On The Supposed Newly Discovered “Gay Genes.” Or, The Importance Of Model Skill


Great news! The press and activists are touting a study which claims to have discovered the genes that “make” somebody gay. So get your enwombed baby’s DNA scanned and make that appointment with Planned Parenthood early. There’s sure to be a line out the door as parents rush to eliminate these fabulous “clumps of cells.”

Hey. Why not? Abortion is the law of the land, right? And the law of the land decides right and wrong, yes? And abortion, we are told by heretics, isn’t killing, right? (Right, Sylvain? JH? Hello?) So why not save your potential child a lot of trouble and put it out of its misery as early as possible. Right?

Never mind. I was only kidding. You’re saved from confronting this gut-wrenching progressive dilemma—sexual libertinism vs. unchecked bloodlust—because the study is almost certainly nonsense. Why? Wee p-values were the evidence for the claim.

Wee p-values are the smallest sins here. Worst is the claimed accuracy of a model and the absence of skill. What’s skill? Read on.

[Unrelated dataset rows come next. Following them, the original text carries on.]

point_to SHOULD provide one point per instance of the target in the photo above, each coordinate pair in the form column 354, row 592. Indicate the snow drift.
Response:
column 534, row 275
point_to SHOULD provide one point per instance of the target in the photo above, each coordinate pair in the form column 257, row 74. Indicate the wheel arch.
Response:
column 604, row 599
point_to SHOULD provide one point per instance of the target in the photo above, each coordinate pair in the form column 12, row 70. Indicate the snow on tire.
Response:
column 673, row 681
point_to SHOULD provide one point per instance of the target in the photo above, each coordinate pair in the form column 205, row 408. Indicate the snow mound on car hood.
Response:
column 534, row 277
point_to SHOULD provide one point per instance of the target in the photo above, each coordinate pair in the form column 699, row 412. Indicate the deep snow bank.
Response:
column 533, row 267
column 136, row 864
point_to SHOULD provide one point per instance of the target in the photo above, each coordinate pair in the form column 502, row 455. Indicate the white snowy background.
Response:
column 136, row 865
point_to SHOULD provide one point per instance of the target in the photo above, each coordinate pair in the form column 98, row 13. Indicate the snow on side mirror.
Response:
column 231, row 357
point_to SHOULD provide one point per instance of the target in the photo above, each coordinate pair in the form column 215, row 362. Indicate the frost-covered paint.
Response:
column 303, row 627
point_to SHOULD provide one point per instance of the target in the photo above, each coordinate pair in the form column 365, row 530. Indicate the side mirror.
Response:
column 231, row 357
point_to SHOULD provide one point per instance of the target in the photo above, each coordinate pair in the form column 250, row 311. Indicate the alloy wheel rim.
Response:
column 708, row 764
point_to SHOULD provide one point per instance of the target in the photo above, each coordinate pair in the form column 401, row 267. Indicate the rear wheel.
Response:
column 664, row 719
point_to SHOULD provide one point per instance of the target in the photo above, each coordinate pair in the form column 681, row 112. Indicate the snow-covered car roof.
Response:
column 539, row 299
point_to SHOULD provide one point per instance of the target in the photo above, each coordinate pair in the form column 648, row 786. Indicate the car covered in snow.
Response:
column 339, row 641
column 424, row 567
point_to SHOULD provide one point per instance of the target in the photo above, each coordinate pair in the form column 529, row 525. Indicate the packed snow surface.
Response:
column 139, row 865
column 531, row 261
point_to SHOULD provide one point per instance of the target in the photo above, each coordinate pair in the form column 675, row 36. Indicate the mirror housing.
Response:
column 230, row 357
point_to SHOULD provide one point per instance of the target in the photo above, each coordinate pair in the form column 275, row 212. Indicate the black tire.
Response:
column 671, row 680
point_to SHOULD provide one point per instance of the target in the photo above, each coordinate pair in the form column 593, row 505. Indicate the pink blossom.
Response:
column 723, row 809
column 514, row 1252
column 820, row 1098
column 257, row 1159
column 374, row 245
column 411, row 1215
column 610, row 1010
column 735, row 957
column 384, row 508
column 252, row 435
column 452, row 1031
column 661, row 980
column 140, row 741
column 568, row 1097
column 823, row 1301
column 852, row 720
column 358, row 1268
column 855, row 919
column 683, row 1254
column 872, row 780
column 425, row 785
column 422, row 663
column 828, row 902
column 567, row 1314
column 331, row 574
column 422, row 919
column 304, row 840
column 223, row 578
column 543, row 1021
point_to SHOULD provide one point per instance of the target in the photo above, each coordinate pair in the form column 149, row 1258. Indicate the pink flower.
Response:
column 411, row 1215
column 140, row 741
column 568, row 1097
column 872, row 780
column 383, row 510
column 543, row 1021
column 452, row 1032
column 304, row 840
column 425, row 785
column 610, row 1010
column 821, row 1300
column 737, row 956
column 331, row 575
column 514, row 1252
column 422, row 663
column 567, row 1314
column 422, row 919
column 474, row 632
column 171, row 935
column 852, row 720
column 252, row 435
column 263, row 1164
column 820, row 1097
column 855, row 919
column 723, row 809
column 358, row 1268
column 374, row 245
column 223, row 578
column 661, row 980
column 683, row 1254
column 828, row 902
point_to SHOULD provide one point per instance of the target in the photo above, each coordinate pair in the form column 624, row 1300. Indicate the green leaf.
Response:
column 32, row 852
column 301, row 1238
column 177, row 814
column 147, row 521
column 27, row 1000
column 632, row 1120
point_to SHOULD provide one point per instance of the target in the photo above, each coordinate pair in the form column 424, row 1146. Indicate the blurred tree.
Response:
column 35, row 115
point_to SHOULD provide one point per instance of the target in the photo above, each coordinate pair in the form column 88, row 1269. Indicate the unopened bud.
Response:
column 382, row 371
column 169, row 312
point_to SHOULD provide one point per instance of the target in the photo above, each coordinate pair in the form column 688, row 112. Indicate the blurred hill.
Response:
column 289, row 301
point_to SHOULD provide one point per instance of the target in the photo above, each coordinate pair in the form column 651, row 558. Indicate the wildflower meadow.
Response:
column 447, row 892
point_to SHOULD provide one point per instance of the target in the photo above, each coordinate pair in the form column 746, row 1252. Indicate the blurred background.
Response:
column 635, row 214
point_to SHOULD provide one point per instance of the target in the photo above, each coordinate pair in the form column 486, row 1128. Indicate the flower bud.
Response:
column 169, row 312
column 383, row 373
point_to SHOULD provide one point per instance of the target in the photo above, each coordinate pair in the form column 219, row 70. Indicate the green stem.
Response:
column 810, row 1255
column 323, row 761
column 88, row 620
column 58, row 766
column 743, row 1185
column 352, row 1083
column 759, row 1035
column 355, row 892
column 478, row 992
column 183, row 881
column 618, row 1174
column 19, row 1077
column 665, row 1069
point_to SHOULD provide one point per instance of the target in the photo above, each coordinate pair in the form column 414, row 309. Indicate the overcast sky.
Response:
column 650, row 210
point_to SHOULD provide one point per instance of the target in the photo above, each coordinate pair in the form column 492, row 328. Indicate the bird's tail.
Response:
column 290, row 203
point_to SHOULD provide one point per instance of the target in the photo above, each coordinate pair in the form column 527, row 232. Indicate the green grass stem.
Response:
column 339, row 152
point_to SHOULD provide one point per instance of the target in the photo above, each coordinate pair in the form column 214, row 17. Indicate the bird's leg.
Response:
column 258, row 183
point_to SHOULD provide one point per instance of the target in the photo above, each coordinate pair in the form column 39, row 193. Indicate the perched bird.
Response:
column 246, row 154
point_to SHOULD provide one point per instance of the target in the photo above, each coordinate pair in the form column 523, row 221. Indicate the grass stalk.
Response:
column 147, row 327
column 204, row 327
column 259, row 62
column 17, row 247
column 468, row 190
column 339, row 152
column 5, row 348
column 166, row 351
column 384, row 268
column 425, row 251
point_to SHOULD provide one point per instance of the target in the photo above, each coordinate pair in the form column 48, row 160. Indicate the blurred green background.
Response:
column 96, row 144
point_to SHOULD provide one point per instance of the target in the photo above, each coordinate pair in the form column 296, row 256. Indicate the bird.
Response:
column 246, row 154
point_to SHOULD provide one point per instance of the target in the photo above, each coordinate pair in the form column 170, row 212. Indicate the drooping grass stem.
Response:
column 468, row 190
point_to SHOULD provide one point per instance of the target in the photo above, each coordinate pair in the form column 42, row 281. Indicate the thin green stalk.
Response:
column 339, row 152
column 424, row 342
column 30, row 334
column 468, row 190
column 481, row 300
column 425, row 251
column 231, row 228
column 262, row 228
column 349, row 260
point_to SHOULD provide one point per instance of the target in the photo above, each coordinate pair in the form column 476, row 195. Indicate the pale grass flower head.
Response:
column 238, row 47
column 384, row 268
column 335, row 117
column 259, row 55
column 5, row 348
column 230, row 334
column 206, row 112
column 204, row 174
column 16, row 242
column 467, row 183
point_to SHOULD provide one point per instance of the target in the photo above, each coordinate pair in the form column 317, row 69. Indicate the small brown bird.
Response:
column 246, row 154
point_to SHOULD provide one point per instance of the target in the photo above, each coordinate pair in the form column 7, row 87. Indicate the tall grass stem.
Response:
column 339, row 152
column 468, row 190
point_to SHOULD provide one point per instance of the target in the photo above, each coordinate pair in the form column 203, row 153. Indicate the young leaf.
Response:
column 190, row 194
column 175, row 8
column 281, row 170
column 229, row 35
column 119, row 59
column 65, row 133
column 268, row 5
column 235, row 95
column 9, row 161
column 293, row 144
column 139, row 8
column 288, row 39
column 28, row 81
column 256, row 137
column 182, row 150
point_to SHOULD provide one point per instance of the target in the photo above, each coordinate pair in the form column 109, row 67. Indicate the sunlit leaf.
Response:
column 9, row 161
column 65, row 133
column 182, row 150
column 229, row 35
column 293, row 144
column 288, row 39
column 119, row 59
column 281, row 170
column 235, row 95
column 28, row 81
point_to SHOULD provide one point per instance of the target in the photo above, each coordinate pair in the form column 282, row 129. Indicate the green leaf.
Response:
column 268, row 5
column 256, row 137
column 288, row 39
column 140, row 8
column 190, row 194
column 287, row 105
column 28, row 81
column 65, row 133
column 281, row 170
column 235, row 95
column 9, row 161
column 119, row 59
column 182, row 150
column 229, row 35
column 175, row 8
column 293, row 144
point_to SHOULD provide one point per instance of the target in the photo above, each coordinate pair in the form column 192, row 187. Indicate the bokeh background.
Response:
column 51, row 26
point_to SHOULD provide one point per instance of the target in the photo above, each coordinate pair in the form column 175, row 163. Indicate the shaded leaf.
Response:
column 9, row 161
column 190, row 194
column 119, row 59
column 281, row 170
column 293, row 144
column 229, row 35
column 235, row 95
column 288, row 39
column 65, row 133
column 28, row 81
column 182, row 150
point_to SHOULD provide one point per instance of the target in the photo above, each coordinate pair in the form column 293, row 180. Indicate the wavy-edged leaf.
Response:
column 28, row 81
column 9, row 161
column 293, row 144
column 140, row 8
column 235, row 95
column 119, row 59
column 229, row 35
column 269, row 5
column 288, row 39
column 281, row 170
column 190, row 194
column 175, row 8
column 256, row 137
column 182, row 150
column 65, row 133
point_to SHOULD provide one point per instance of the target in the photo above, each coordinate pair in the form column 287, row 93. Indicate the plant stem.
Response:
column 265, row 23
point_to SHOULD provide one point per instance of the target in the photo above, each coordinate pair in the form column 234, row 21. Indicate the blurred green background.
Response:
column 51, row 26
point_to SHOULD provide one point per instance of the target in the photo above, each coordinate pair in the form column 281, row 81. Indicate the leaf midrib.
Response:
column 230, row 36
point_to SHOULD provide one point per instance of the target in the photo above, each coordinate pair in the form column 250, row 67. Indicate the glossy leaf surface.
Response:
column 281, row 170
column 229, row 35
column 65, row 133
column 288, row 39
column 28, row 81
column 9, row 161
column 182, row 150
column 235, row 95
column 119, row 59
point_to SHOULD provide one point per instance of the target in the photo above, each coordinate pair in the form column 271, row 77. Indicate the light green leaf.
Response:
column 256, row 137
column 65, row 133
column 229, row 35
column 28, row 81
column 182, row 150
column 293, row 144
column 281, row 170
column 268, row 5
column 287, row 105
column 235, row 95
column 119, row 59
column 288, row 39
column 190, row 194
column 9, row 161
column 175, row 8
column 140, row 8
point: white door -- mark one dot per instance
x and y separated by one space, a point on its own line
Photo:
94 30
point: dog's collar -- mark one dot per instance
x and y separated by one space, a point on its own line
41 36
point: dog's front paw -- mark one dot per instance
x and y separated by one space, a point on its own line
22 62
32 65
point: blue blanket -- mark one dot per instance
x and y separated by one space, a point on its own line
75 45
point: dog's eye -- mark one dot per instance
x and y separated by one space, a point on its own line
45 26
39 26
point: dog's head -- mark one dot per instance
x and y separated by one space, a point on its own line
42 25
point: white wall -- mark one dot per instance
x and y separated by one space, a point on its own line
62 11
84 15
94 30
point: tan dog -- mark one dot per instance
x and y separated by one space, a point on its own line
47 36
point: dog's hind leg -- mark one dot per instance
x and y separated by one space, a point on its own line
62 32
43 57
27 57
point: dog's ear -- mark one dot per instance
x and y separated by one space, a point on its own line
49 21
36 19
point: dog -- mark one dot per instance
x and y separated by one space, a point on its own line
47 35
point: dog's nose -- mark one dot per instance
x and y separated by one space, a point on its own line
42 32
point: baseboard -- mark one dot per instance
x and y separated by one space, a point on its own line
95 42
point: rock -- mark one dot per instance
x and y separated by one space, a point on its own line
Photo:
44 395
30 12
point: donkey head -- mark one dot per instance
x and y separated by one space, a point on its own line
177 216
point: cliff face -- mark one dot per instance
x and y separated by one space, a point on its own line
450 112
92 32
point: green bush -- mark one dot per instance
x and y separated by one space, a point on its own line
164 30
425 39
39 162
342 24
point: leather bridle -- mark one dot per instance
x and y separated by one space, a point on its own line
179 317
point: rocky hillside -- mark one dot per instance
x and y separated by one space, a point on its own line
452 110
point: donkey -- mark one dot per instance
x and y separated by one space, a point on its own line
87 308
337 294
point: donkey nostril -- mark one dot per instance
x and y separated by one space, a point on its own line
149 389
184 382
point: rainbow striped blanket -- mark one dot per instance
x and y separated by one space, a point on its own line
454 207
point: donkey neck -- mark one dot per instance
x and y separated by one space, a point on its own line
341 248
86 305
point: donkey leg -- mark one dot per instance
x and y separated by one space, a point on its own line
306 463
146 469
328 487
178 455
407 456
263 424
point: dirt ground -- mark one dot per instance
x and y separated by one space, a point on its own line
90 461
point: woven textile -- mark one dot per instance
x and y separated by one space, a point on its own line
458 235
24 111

Here was one of the initial headlines: “The DNA test ‘that reveals if you’re gay’: Genetic code clue is 70% accurate, claim scientists.” This is silly on its face, because if a man is same-sex attracted he doesn’t stand in need of a chemical test to tell him so. But let it pass, because the idea was to discover biological drivers, which is to say causes, of homosexual desire (and not homosexuality: there is no such thing).

The headline was based on an abstract—a mini-paper of about one page, common in medicine—and a press release, unfortunately common in science. Anyway, some fellow named Tuck Ngun at UCLA did the study. According to the paper:

The study involved 37 pairs of twins in which one brother was homosexual and the other heterosexual, and 10 pairs in which both were homosexual.

Using a computer program called Fuzzy Forest they found that nine small regions of the genetic code played the key role on deciding whether someone is heterosexual or homosexual.

The research looked at a process called ‘methylation’ of the DNA — which has been compared to a switch on the DNA — making it have a stronger or weaker effect.

This process can be triggered by hormonal effects on the growing foetus in the womb.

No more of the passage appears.